One may wonder at this point why finding a tangent line is a big deal. Well, it is in fact a pretty big deal besides mathematicians’ purely intellectual curiosities. There is a reason why Sir Issac Newton had to invent calculus of which crucial notion is the slope of a tangent line. It is still too early to talk about why it is important or useful. We will get there when we are ready.

We attempt to tackle the problem with an example first. Here is an example we want to consider

Example. Find the equation of a line tangent to the graph of $y=x^2$ at $x=2$.

Solution. To find the equation of a line, we need two ingredients: slope and $y$-intercept or slope and a point. We already know a point. We know that the line must pass through $(2,4)$. So all we need to find is its slope $m$. From algebra, we know that the equation of a line passing through $(2,4)$ with slope $m$ is given by $y-4=m(x-2)$ or $y=mx-2m+4$. Since $y=x^2$ and $y=mx-2m+4$ meet exactly at one point, the quadratic equation $x^2=mx-2m+4$ or $x^2-mx+2m-4=0$ must have exactly one solution. We have learned from the theory of quadratic equations that in that case the discriminant $D=b^2-4ac$ must be equal to $0$. That is, in our case $$D=m^2-4(2m-4)=m^2-8m+16=(m-4)^2=0.$$ Hence we determine that $m=4$ and the equation of the tangent line is $y=4x-4$.

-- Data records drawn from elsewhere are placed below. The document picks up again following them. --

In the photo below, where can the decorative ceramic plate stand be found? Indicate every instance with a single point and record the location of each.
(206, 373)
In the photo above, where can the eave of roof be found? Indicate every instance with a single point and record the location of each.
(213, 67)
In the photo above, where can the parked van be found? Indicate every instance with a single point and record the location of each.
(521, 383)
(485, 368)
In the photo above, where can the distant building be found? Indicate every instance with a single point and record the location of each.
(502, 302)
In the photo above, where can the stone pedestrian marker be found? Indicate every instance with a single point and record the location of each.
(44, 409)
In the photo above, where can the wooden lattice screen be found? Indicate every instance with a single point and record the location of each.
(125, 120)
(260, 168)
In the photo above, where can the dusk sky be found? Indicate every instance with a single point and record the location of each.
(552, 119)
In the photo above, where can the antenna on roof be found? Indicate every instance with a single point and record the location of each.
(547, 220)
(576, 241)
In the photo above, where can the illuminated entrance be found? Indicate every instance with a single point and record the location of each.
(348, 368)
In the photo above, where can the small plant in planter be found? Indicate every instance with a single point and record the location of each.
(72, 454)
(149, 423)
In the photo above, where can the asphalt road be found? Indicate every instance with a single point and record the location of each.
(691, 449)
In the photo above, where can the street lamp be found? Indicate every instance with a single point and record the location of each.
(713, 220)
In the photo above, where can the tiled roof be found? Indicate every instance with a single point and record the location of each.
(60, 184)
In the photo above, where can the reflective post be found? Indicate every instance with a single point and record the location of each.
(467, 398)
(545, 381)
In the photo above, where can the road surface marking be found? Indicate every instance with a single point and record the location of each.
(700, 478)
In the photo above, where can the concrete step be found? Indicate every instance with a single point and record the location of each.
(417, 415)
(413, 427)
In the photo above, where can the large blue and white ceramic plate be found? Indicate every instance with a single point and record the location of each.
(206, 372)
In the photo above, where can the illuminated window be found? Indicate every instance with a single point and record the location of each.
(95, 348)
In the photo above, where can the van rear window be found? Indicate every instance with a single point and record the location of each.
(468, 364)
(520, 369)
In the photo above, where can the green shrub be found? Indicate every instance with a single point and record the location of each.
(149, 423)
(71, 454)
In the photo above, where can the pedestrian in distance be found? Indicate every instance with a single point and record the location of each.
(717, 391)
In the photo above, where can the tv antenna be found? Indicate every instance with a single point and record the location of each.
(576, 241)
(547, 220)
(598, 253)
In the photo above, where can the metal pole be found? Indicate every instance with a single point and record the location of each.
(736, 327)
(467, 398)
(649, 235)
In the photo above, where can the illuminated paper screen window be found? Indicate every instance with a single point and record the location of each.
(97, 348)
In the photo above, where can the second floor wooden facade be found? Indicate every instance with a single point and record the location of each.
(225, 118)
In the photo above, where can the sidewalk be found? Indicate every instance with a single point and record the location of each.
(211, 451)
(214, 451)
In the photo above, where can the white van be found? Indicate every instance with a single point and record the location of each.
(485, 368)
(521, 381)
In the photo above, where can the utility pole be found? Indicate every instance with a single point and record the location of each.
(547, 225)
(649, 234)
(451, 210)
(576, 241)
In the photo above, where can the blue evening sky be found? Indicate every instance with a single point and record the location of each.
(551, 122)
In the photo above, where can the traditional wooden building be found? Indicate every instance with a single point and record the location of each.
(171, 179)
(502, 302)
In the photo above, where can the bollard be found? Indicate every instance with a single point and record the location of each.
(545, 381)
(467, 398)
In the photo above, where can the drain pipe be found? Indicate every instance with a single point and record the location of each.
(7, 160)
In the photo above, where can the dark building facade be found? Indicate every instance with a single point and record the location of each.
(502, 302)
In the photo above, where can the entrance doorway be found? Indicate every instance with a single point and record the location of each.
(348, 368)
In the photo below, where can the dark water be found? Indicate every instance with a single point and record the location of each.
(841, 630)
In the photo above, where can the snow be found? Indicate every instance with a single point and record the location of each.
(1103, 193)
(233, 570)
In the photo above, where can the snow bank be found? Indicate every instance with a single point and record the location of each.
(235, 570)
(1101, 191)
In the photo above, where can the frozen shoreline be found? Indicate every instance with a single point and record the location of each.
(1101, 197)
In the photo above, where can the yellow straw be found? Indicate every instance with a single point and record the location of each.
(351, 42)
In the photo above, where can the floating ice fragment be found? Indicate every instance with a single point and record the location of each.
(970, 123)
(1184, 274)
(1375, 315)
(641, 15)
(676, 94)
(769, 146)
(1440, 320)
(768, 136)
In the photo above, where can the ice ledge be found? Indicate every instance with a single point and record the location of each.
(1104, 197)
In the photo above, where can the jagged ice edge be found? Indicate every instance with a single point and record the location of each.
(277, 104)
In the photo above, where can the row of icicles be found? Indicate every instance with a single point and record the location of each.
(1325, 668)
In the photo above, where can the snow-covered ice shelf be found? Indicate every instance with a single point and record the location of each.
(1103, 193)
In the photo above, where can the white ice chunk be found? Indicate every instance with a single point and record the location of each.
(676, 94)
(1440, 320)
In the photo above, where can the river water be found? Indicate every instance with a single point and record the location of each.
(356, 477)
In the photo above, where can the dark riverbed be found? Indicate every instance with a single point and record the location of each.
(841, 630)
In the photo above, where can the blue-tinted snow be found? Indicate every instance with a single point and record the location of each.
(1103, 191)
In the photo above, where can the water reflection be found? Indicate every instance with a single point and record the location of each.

So we see that finding the slope of a tangent line is not that difficult and that it does not require any new mathematics, or does it? Remember that we have not yet tackled our problem in general context. Before we get more ambitious, consider another example with a more complicated function, say $y=x^5$. Let us say that we want to find the line tangent to the graph of $y=x^5$ at $x=1$. Then the equation of the tangent line would be $y=mx-m+1$. In order for $y=x^5$ and the line $y=mx-m+1$ to meet exactly at one point, the quintic equation $x^5-mx+m-1=0$ must have exactly one solution. Our problem here is that we have no algebraic means, such as quadratic formula or discriminant, to use to determine the value of $m$. We are stuck here and there is no hope of tackling our simple geometry problem using only algebra. That is the reason why we have to cleverly devise a new way to tackle the problem. This is where we enter the realm of Calculus. The new idea to tackle the problem is not really new and it was already used by the ancient Greeks. And the world had to wait until it was rediscovered independently by Sir Issac Newton and by Gottfried Leibniz. I do not know if any of them actually knew about the ancient Greek idea.